Dans le corps médical, certaines voix s'élèvent aussi contre une loi jugée inutile voire même dangereuse. Pour le professeur Timothy Devos, hématologue, il faut surtout se concentrer sur les soins palliatifs : "Même quand il y a une grande souffrance physique chez un enfant en stade terminal, on peut très bien soulager ses souffrances par les moyens qu'on a. Ce qui me préoccupe, c'est que dans la proposition de loi actuelle on n'a même pas mis d'âge ou de limite d'âge".
La professeure Dominique Biarent, chef du service pédiatrie de l’hôpital Reine Fabiola de Bruxelles considère en revanche que les enfants confrontés à la maladie mûrissent beaucoup plus vite.
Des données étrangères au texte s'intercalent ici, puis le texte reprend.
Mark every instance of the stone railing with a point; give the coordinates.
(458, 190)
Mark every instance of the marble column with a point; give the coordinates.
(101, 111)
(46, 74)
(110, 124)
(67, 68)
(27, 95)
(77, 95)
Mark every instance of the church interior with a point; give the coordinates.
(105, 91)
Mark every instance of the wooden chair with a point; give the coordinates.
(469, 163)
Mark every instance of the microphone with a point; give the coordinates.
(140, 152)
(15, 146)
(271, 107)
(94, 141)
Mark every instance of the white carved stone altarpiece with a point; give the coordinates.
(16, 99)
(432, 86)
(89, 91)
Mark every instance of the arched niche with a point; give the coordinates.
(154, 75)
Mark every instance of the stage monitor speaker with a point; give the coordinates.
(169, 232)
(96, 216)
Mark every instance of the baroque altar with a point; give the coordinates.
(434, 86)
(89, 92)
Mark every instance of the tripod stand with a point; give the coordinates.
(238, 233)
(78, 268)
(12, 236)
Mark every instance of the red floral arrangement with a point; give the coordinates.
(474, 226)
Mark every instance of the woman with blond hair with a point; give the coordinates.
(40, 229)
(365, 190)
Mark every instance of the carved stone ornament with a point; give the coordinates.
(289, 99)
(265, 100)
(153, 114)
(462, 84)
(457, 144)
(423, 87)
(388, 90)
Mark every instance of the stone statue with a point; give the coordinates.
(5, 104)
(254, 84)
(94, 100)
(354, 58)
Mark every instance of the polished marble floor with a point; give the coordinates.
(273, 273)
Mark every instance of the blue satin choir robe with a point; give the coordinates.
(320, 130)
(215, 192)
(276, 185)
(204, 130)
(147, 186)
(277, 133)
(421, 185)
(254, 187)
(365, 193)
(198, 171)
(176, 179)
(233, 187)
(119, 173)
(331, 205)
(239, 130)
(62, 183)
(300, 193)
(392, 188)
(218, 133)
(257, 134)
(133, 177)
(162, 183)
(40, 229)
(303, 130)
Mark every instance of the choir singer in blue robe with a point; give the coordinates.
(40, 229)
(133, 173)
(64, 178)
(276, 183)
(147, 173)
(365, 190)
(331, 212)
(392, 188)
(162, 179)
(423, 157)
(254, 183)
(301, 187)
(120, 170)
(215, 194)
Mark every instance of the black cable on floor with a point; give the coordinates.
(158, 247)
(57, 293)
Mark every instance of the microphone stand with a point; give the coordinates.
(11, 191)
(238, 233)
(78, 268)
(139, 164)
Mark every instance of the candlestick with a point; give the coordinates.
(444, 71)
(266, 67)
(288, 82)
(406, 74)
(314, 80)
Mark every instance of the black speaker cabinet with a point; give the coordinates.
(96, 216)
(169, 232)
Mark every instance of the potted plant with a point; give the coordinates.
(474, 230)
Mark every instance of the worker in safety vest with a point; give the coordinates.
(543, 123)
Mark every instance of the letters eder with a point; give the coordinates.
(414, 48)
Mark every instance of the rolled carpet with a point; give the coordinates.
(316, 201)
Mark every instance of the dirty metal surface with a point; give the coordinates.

Avec d'autres collègues, elle a publiquement marqué son soutien à la proposition de loi aujourd'hui en débat : "Un médecin qui travaille avec des enfants malades, gravement malades, il est bien obligé de donner des réponses aux questions qui sont posées et on ne peut pas juste dire : 'ah oui tu souffres, ben c'est dommage, on va continuer comme ça jusqu'au bout'".
"Une ultime preuve d’amour"
Ce point de vue est aussi relayé par certains parents. C'est le cas de Marijke dont le fils Benjamin a été emporté par un cancer du foie en 2004. Pour elle, l'euthanasie, même des enfants, doit pouvoir être envisagée.
"Pour moi ça aurait été la dernière, l'ultime preuve d'amour que j'aurais pu avoir pour mon enfant, c'était l'empêcher, faire en sorte qu'il ne souffre plus, qu'il ne souffre pas, que ça s'arrête", témoigne cette mère de famille.
Son long combat contre la maladie avait donné à Benjamin une maturité exceptionnelle. Sachant sa fin proche il avait même décidé, à sept ans seulement, qu'il serait incinéré : "Les médecins ont dit qu'il perdrait sa capacité respiratoire, que si on voulait on pourrait le descendre aux soins intensifs pour l'intuber, Benjamin a dit non, il ne voulait pas. Il n'avait que 7 ans et demi quand il est décédé mais croyez-moi le discernement, il l'avait".
Comme Marijke une grande majorité des Belges soutient la proposition de loi. Selon un récent sondage, 75 % sont pour, 13 % n'ont pas d'opinion tranchée. Seuls 12 % de la population y seraient aujourd'hui opposés.